No-code machine learning and low-code machine learning tools are helping industry to scale the use of artificial intelligence. These tools allow machine learning algorithms to be produced without any coding, programming knowledge or experience. The end result is an AI model that the user can put into a live production environment to be used for predictive maintenance and advanced analytics of industrial equipment and processes. VROC combines both autoML and MLOps in its automated process, whereby models can be deployed straight into a live production environment, where they automatically update, learning from newly ingested data on a continuous basis, providing on-going live monitoring and predictions.

4. MLOPS

The efficient deployment, continuous retraining of models with live data and monitoring of model accuracy falls under the categorisation called MLOps. As businesses have hundreds and even thousands of models in operation, MLOps becomes essential to streamline and automate this process. Without MLOps, model deployment can take many businesses months, and often change ownership to IT, limiting the ability to scale and operationalize the use of artificial intelligence.

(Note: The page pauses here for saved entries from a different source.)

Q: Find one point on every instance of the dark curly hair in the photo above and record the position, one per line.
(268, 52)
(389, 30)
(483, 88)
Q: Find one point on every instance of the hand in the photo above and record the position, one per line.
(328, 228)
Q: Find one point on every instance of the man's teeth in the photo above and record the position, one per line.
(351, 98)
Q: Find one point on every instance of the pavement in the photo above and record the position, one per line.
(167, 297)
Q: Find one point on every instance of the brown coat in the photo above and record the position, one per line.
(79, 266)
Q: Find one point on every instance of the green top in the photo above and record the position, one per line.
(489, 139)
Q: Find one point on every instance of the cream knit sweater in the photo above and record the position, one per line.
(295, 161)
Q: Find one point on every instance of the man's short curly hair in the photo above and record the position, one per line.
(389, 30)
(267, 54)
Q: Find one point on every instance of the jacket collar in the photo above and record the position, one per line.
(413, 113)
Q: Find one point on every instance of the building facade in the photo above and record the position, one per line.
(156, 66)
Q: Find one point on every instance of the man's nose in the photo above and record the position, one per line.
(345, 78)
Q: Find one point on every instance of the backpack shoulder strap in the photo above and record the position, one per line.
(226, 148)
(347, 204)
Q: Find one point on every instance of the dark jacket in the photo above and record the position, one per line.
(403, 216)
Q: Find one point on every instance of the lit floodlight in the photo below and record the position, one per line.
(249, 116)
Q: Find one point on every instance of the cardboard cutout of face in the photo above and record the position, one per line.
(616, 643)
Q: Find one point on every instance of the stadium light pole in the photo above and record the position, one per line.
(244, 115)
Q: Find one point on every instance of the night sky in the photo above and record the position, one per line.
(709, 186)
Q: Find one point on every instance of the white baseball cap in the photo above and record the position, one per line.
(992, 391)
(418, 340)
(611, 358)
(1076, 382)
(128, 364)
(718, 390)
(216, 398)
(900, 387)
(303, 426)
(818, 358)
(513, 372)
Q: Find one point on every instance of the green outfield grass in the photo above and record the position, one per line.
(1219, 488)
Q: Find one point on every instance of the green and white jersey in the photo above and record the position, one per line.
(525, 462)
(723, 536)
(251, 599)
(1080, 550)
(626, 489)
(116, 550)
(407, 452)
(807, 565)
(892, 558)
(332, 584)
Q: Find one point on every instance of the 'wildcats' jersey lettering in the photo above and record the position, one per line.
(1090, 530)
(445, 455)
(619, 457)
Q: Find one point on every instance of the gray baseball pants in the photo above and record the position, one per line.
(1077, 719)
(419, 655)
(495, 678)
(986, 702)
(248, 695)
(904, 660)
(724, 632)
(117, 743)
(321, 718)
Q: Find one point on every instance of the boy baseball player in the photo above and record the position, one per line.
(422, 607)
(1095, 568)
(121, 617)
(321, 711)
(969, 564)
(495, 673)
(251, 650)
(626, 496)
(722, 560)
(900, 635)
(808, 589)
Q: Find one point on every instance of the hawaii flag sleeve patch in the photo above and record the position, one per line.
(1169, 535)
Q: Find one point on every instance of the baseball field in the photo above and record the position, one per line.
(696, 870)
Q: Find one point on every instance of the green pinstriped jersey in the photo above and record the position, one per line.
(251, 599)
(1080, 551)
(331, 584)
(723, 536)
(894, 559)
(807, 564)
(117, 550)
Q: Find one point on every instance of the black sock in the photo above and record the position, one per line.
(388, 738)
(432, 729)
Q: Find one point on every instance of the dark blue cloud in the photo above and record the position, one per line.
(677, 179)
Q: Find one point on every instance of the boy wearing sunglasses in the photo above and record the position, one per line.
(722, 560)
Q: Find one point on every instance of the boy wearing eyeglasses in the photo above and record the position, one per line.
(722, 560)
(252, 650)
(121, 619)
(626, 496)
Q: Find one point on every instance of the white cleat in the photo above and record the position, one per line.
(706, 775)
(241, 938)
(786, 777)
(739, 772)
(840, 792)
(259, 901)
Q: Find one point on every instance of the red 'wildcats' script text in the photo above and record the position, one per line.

VROC has combined both AutoML and MLOps into one automated processes, allowing models to be developed and deployed seamlessly.

5. RAPID EXPERIMENTATION

Rather than committing to a few pilot projects, industry is adopting a fast-fail rapid AI experimentation approach, which will be enabled by the adoption of AutoML and MLOps. AI models will be able to be produced within hours, allowing businesses to rapidly test theories and predict outcomes. Switching the focus off model creation onto execution of the insights obtained from the models.

These new approaches and advances in technology will help industrialise the use of AI. Businesses will be able to scale the use of their data across their business for advanced analytics and improved decision making. It is these adoptions which will lead to the realisation of the value that researchers such as McKinsey have reported, including as predictive maintenance which will generate $260 billion to $460 billion by 2030 across industries, and for Oil and Gas specifically, operational improvements that would lead to $80 billion to $300 billion in economic value annually by 2030.

As we move into a new year, it’s a good opportunity to revisit what has and hasn’t worked for your organisation so far and consider if any of these new approaches could be implemented by your team.